There is a need for continued refinement of statistical methodologies to fit the requirements of ecological settings, rather than requiring settings to attempt to fit the needs of methodology. The solutions we adopted in modeling intervention effects provide a metaphor for the intervention research process required in these types of settings; it requires the research team to adopt nimble and flexible methods to respond to community realities and direction. All too often, despite the pressing need for research in rural and culturally distinct settings, and for community based research in health disparities settings, conventional design requirements are not amenable to the realities of setting and community priorities, limiting the feasibility of conducting this important research. A constructivist philosophy of science, more consistent with a CBPR worldview, emphasizes the need for innovation and flexibility in methods and outcomes that incorporate careful naturalistic description of the local conditions under which the findings are actually generated.

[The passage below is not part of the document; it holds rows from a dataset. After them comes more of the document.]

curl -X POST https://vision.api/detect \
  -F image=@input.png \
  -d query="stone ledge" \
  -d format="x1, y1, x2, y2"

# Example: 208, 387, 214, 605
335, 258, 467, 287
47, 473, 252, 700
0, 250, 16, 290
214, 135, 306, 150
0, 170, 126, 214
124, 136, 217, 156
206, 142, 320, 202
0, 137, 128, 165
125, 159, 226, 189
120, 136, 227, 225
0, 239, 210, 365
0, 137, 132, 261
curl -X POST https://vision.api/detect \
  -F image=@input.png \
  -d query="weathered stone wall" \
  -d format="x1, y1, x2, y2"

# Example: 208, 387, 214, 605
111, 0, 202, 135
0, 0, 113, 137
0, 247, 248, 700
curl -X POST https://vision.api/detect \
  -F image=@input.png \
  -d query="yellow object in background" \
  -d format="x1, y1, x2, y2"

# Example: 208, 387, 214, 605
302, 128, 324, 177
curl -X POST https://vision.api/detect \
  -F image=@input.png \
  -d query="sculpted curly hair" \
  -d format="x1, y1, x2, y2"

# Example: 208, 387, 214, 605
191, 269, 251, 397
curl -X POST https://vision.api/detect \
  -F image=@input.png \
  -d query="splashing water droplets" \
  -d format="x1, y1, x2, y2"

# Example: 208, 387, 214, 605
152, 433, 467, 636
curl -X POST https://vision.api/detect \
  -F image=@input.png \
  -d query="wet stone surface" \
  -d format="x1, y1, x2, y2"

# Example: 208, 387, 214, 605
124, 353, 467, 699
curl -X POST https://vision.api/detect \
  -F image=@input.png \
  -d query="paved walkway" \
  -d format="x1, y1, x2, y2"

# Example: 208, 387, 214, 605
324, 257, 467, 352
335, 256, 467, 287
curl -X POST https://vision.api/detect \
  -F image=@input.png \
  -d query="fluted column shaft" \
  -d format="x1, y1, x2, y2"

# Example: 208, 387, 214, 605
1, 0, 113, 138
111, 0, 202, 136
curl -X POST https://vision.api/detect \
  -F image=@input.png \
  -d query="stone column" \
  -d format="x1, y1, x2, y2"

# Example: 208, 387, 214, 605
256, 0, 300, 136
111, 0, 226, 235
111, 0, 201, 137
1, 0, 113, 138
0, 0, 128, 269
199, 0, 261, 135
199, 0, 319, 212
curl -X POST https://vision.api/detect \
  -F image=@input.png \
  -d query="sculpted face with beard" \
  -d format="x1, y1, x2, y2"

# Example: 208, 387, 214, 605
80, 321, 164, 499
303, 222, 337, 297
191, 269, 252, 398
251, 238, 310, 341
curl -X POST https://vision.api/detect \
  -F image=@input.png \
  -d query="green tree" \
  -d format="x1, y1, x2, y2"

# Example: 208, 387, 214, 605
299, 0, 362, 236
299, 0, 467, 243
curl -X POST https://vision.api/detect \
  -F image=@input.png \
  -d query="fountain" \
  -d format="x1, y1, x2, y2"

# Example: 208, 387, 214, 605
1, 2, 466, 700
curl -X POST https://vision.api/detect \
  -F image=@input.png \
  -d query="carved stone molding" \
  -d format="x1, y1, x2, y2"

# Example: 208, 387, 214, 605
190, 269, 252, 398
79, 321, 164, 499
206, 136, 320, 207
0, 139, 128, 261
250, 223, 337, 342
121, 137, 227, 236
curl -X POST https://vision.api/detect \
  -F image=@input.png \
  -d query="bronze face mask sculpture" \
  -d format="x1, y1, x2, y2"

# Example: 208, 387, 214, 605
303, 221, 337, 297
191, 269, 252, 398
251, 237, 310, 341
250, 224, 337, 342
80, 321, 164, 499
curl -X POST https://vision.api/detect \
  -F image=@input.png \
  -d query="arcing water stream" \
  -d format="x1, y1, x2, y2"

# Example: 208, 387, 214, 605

In summary, the level of community acceptance and involvement, the level of participation of youth, the findings regarding adherence, quality, protective factors delivery, and reach, and the measureable effects observed together suggest this intervention warrants further testing in a prevention trial. Due to local concerns expressed regarding the potential impracticality and cultural inappropriateness of randomized controlled trial (RCT) designs, such a trial could make use of one of the promising quasi-experimental alternatives to RCTs, such as dynamic wait-listed designs, as used in other youth suicide prevention trials (Brown et al. 2006).

These two studies are analogous to a successful Phase II Exploratory trial, effectively positioning this intervention for a Phase III trial, according to the Medical Research Council (2000) framework for development and evaluation of trials for complex interventions. However, our ongoing efforts to establish this intervention as an evidence based practice for AN people presents a new dilemma: will this decade and a half CBPR process now simply become an instrument in the service of translational research? Or can the research methods used to establish evidence base instead be developed or adapted to benefit from and be consistent with local knowledge and cultural values (Trickett 2011)? The later option would acknowledge the competence and expertise of the community in their development of a complex intervention to address a locally defined health priority.